Kayo tags along with the pair after apparently having fallen in love with Jun who is only interested in her for easy sex and occasional cash tips. Despite the fact that the film’s original Japanese title is “Jun, Kenta, and Kayo’s Country”, Kayo is quickly cast aside by the pair of travellers who think it’s funny to throw all of her stuff out of the window and abandon her at a service station in the middle of nowhere. Getting thrown out of cars and left behind in remote places is something which happens to Kayo repeatedly throughout the film as she tries to follow Jun despite his obvious indifference towards her.

Kayo just wants to feel love, but at least as far as the film goes she’s looking for it in all the wrong places. Even if Jun does start to feel something more genuine for her in the end, it’s born of a kind of shared insecurity as he worries about a repetitive strain injury from using the pneumatic drill which turns his hand white at moments of stress. After literally jilting Kayo, Jun takes up with a vacuous bar hostess who does, indeed, recoil from his pale hand. The bar hostess has very ordinary dreams – a big house, wealthy husband, children. She’s even planned out her own death. These are all things which Jun could never give her, a middle school drop out with no family he already fears he has no future but at least he’s not railroaded onto a pre-determined course and is free to choose his destination even if he feels there is nowhere for him to go.

Kenta expresses this early in the film when he states that there are two kinds of people – those who choose how they’re going to live, and those who don’t. The boys feel as if they’re in the no choice category – unceremoniously kicked out of social care and expected to fend for themselves with no education or contacts, reliant on poorly paid temporary work to get by. In a slightly overworked metaphor, Kenta and Jun’s jobs on demolition projects point to their desire to dismantle their world but the more they smash away at it the less progress they make. Kenta’s literal smashing of the car and office belonging to his boss are his final act of choice but again it gets him nowhere. Even talking to his brother who is in prison for the most heinous of crimes, Kenta finds no encouragement but only cold rejection.

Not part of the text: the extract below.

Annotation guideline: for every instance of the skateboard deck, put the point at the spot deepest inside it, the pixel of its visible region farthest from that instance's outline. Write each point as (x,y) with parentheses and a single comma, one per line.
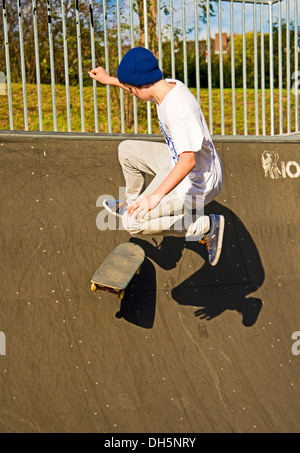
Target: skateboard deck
(118,268)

A Crowd of Three goes to some very dark places ranging from work place harassment to child abuse and sexualised violence, but it largely fails to capitalise on its grim atmosphere to make any kind of impact aside from the pervasive melancholia. Omori mostly sticks to a straight forward approach with some interesting editing choices and composition but largely relies on the quality performances of his leading players. Far from youth aflame with nihilistic rage, A Crowd of Three is bleaker than bleak and frozen throughout making the battling of its heroes to transcend their difficult social circumstances a forlorn hope of epic proportions.